La trilogía de Carpignano abona al género de los gangsters contenido y forma novedosos y sorprendentes, si consideramos la esclerosis estética que padeció el tópico desde ese magistral fresco que significó la historia de los Corleone, filmada en tres partes por Coppola (1972, 1974 y 1999). Recordemos que entumió al género la silueta mítica de los personajes interpretados por actores como Marlon Brando, Robert de Niro, Al Pacino, Robert Duvall y James Caan, cincelados por Coppola a partir de la novela de Mario Puzzo y lo que vimos posteriormente fueron derivados de ese cosmos como lo que filmaron Scorsese (Casino, Los infiltrados), Leone (Érase una vez en América), John Huston (El honor de la familia Prizzi), Michael Cimino (Manhattan sur) o De Palma (Scarface, Los intocables).

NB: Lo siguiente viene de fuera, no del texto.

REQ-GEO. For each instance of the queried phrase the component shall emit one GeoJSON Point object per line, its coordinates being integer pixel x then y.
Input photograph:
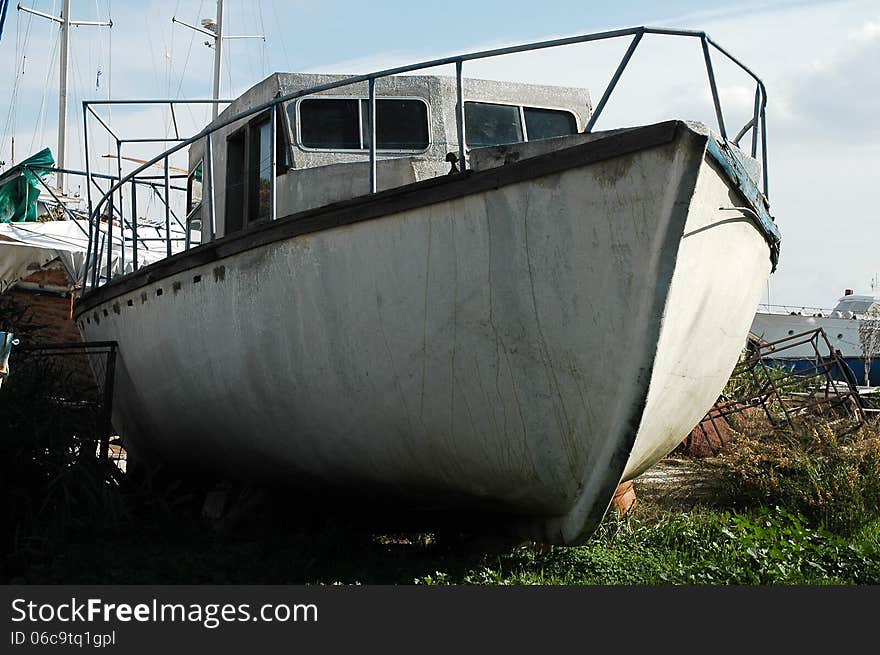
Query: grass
{"type": "Point", "coordinates": [792, 507]}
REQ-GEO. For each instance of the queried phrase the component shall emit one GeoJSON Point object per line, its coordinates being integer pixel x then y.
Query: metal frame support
{"type": "Point", "coordinates": [614, 80]}
{"type": "Point", "coordinates": [459, 117]}
{"type": "Point", "coordinates": [167, 211]}
{"type": "Point", "coordinates": [134, 257]}
{"type": "Point", "coordinates": [715, 99]}
{"type": "Point", "coordinates": [273, 167]}
{"type": "Point", "coordinates": [208, 192]}
{"type": "Point", "coordinates": [373, 182]}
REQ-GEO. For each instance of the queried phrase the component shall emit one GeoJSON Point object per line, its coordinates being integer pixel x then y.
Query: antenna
{"type": "Point", "coordinates": [65, 22]}
{"type": "Point", "coordinates": [214, 29]}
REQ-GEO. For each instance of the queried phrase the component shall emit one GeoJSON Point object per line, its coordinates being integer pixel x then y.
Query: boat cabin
{"type": "Point", "coordinates": [853, 306]}
{"type": "Point", "coordinates": [323, 140]}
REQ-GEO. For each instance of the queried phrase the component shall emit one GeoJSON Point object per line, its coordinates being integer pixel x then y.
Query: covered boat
{"type": "Point", "coordinates": [449, 293]}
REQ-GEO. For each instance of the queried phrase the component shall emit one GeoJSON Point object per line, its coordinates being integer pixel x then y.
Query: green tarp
{"type": "Point", "coordinates": [18, 196]}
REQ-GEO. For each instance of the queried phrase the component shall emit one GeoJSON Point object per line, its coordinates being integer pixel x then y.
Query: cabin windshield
{"type": "Point", "coordinates": [344, 124]}
{"type": "Point", "coordinates": [494, 124]}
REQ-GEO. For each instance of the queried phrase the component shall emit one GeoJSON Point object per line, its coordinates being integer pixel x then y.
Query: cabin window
{"type": "Point", "coordinates": [344, 124]}
{"type": "Point", "coordinates": [194, 199]}
{"type": "Point", "coordinates": [260, 171]}
{"type": "Point", "coordinates": [249, 171]}
{"type": "Point", "coordinates": [548, 123]}
{"type": "Point", "coordinates": [488, 124]}
{"type": "Point", "coordinates": [331, 124]}
{"type": "Point", "coordinates": [493, 124]}
{"type": "Point", "coordinates": [194, 187]}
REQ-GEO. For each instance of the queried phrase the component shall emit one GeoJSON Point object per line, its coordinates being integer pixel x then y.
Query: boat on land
{"type": "Point", "coordinates": [447, 292]}
{"type": "Point", "coordinates": [852, 327]}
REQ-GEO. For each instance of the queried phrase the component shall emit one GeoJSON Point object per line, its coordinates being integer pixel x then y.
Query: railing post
{"type": "Point", "coordinates": [89, 251]}
{"type": "Point", "coordinates": [121, 206]}
{"type": "Point", "coordinates": [613, 83]}
{"type": "Point", "coordinates": [273, 137]}
{"type": "Point", "coordinates": [110, 239]}
{"type": "Point", "coordinates": [97, 249]}
{"type": "Point", "coordinates": [715, 98]}
{"type": "Point", "coordinates": [373, 182]}
{"type": "Point", "coordinates": [459, 116]}
{"type": "Point", "coordinates": [764, 145]}
{"type": "Point", "coordinates": [208, 191]}
{"type": "Point", "coordinates": [134, 259]}
{"type": "Point", "coordinates": [756, 117]}
{"type": "Point", "coordinates": [167, 210]}
{"type": "Point", "coordinates": [97, 280]}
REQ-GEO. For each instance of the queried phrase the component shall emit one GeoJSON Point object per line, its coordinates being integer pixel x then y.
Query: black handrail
{"type": "Point", "coordinates": [757, 124]}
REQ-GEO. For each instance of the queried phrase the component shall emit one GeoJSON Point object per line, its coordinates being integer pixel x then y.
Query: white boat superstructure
{"type": "Point", "coordinates": [517, 337]}
{"type": "Point", "coordinates": [850, 328]}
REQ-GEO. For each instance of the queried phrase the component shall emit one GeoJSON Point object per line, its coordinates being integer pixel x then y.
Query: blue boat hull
{"type": "Point", "coordinates": [855, 364]}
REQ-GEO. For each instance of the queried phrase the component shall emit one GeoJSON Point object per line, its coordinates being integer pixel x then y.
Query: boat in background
{"type": "Point", "coordinates": [413, 288]}
{"type": "Point", "coordinates": [852, 327]}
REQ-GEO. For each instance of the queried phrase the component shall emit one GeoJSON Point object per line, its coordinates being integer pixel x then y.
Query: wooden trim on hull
{"type": "Point", "coordinates": [392, 201]}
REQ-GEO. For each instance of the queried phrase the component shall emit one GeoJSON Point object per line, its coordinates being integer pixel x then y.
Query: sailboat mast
{"type": "Point", "coordinates": [65, 23]}
{"type": "Point", "coordinates": [218, 51]}
{"type": "Point", "coordinates": [62, 91]}
{"type": "Point", "coordinates": [214, 29]}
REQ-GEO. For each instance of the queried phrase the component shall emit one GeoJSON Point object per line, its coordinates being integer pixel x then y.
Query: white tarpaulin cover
{"type": "Point", "coordinates": [25, 247]}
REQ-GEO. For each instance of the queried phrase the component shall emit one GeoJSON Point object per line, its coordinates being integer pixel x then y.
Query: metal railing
{"type": "Point", "coordinates": [756, 125]}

El embrujo totémico de El padrino se apoyaba además de una parafernalia contundente: a la efigie elegante de moda sobria impulsada por el vestuario basado en telas de traje marrones y negros, sombreros de fieltro, abrigos largos de lana, flores en la solapa, queriéndose adaptar al cosmopolitismo de NY, Coppola aderezó su invención con un ritmo lánguido donde los capos se mueven en cámara lenta y marcado por un vals melancólico compuesto por Nino Rota para semejar una marcha fúnebre. Incluso, quienes osaron ir a contracorriente, como los hermanos Coen (De paseo a la muerte, 1990), se desprenden de dicho imaginario y eso sí con astucia para el deslinde –Jim Jarmusch en este contexto realizó un filme singular (Ghost the dog, 1999) al igual que David Cronenberg (Promesas del este, 2007) y ya no digamos la serie de Los Soprano (1999-2007) de David Chase.

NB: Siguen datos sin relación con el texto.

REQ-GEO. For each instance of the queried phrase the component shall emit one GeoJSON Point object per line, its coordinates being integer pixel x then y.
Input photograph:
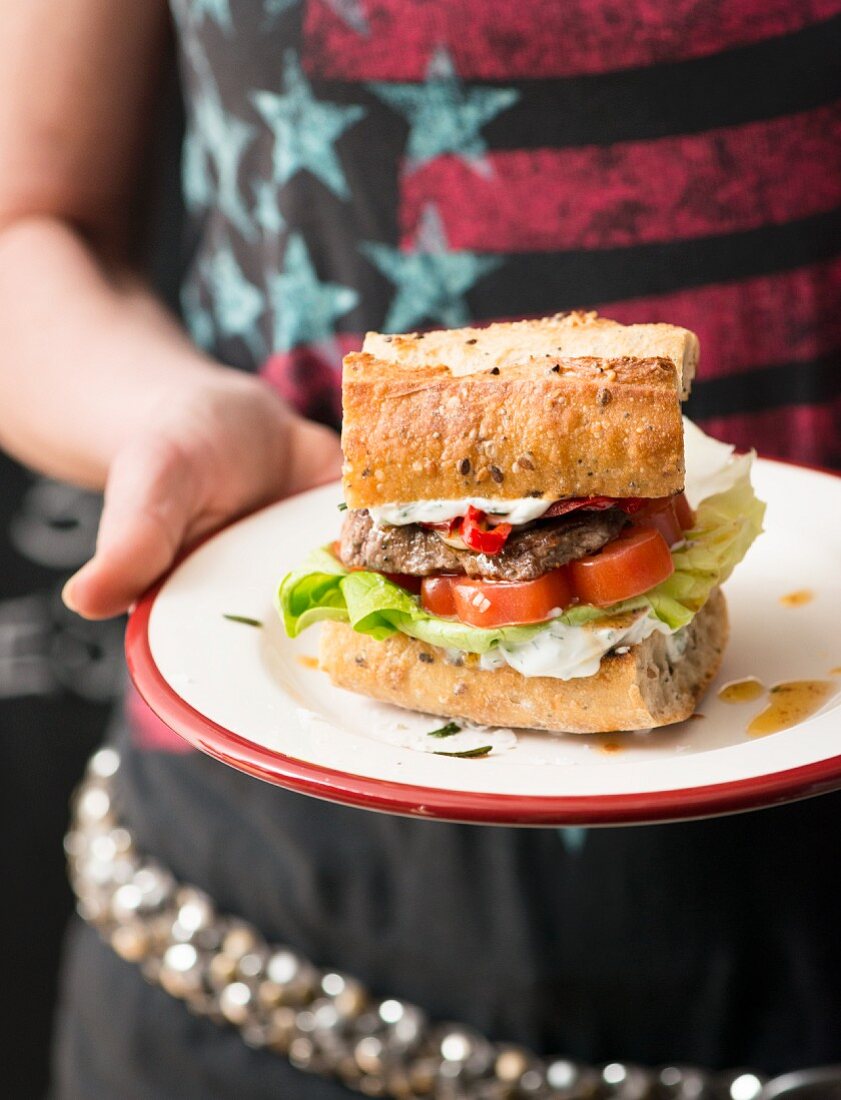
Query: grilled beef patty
{"type": "Point", "coordinates": [528, 552]}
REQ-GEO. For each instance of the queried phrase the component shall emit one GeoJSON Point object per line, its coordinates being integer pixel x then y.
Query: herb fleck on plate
{"type": "Point", "coordinates": [245, 619]}
{"type": "Point", "coordinates": [483, 750]}
{"type": "Point", "coordinates": [446, 730]}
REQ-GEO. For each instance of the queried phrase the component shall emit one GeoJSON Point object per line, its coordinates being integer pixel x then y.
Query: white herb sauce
{"type": "Point", "coordinates": [566, 652]}
{"type": "Point", "coordinates": [519, 510]}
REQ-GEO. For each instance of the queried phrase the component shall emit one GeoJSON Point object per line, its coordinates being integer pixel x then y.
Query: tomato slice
{"type": "Point", "coordinates": [624, 568]}
{"type": "Point", "coordinates": [660, 515]}
{"type": "Point", "coordinates": [436, 596]}
{"type": "Point", "coordinates": [510, 603]}
{"type": "Point", "coordinates": [684, 512]}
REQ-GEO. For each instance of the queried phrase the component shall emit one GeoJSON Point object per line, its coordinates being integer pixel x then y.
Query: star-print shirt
{"type": "Point", "coordinates": [394, 164]}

Por ello vale la pena distinguir la obra de Carpignano dentro de una fórmula dominante que ha perdurado y que sin duda se ha renovado con algunos ejemplos citados, pero sobre todo con la cinematografía europea, y más en específico la italiana, agregamos la citada Gomorra, que suman versiones realistas reflejo de estos tiempos de caos en medio del capitalismo más gore. La propuesta temática y tratamiento estético de Mediterránea, A Ciambra y Para Chiara ha gustado a tal grado que recibió premios como el de la Quincena de Realizadores del Festival de Cannes, Francia. Asimismo, Carpignano ha sido reconocido por el National Board of Review como el mejor debut, por revelación con el Gotham Independent File Award, el David di Donatello por mejor director en Italia y nada menos que Martin Scorsese fue su padrino ejecutivo en el segundo filme.

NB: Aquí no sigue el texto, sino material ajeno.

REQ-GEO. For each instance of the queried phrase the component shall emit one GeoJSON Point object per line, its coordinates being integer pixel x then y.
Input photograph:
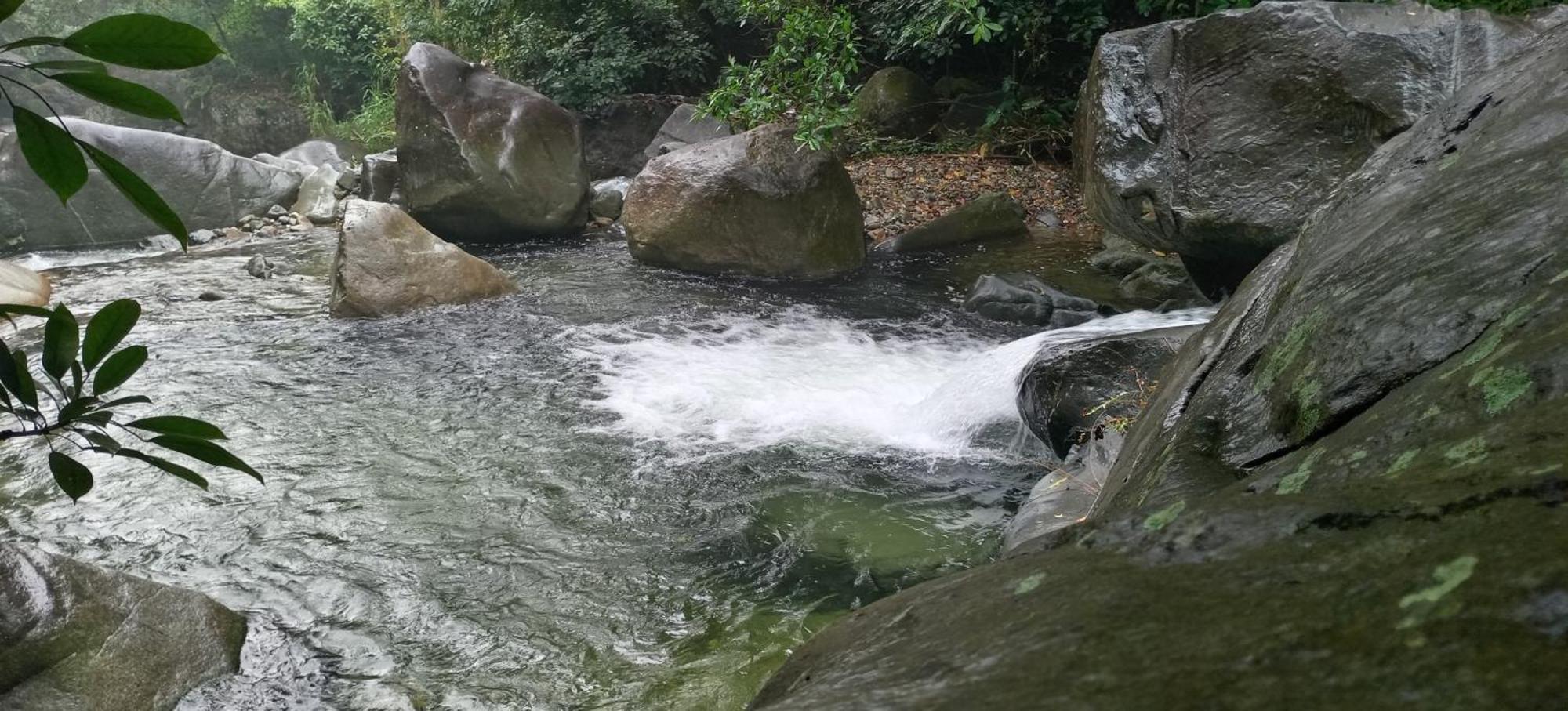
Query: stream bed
{"type": "Point", "coordinates": [619, 489]}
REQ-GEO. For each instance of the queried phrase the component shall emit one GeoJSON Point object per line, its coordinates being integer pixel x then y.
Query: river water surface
{"type": "Point", "coordinates": [617, 489]}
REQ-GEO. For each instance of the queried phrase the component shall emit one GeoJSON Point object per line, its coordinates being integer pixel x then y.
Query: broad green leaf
{"type": "Point", "coordinates": [9, 8]}
{"type": "Point", "coordinates": [206, 452]}
{"type": "Point", "coordinates": [51, 152]}
{"type": "Point", "coordinates": [181, 426]}
{"type": "Point", "coordinates": [117, 93]}
{"type": "Point", "coordinates": [118, 368]}
{"type": "Point", "coordinates": [107, 329]}
{"type": "Point", "coordinates": [70, 66]}
{"type": "Point", "coordinates": [62, 340]}
{"type": "Point", "coordinates": [24, 389]}
{"type": "Point", "coordinates": [164, 464]}
{"type": "Point", "coordinates": [101, 441]}
{"type": "Point", "coordinates": [71, 475]}
{"type": "Point", "coordinates": [139, 193]}
{"type": "Point", "coordinates": [143, 41]}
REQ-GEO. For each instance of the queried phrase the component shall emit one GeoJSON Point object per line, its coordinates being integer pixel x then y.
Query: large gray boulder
{"type": "Point", "coordinates": [757, 204]}
{"type": "Point", "coordinates": [619, 132]}
{"type": "Point", "coordinates": [684, 127]}
{"type": "Point", "coordinates": [990, 216]}
{"type": "Point", "coordinates": [79, 638]}
{"type": "Point", "coordinates": [209, 188]}
{"type": "Point", "coordinates": [388, 263]}
{"type": "Point", "coordinates": [1349, 491]}
{"type": "Point", "coordinates": [896, 102]}
{"type": "Point", "coordinates": [484, 158]}
{"type": "Point", "coordinates": [1218, 136]}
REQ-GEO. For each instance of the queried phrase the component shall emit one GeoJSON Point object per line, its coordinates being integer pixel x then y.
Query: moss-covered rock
{"type": "Point", "coordinates": [1348, 494]}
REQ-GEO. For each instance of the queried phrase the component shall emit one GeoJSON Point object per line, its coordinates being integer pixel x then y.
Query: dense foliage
{"type": "Point", "coordinates": [68, 400]}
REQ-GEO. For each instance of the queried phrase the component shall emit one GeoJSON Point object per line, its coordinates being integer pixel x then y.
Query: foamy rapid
{"type": "Point", "coordinates": [742, 383]}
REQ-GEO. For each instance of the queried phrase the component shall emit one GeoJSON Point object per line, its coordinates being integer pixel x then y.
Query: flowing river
{"type": "Point", "coordinates": [617, 489]}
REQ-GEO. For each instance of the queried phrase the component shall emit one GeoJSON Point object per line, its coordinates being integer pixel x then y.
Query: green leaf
{"type": "Point", "coordinates": [107, 329]}
{"type": "Point", "coordinates": [70, 66]}
{"type": "Point", "coordinates": [206, 452]}
{"type": "Point", "coordinates": [71, 475]}
{"type": "Point", "coordinates": [184, 426]}
{"type": "Point", "coordinates": [9, 8]}
{"type": "Point", "coordinates": [143, 41]}
{"type": "Point", "coordinates": [117, 93]}
{"type": "Point", "coordinates": [139, 193]}
{"type": "Point", "coordinates": [164, 464]}
{"type": "Point", "coordinates": [21, 381]}
{"type": "Point", "coordinates": [62, 339]}
{"type": "Point", "coordinates": [118, 368]}
{"type": "Point", "coordinates": [51, 152]}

Decíamos que el sentido de comunidad Carpignano lo aprehendió trabajando con ella desde 2010. Esta inmersión le permitió congeniar con familias enteras a las que convenció de interpretarse a sí mismas. Por ello las comunidades se ven retratadas como si no existiera la cámara y, más bien, como si se ocupara la cámara espía de los neorrealistas: los Amato, familia romaní, aparece en A Ciambra y la familia Rotolo hace lo propio en Para Chiara. Se entiende que no trazó un plan previo para la realización de la trilogía, sino que el proyecto fue emergiendo conforme la noción de comunidad se hacía cada vez más profunda. En Mediterránea se circunscribe al viaje misérrimo de los africanos a la ciudad costera de Italia, donde el personaje principal es Koudous Seihon, de Burkina Faso, y de personaje secundario ubica a Pío, el niño romaní. A su vez, ya para la segunda, Pío transita al papel central. Entonces, primero los africanos, posteriormente los gitanos y culmina con el punto de vista de los italianos para completar el círculo y así esquiva el sesgo que eventualmente se inclinaría por la única víctima.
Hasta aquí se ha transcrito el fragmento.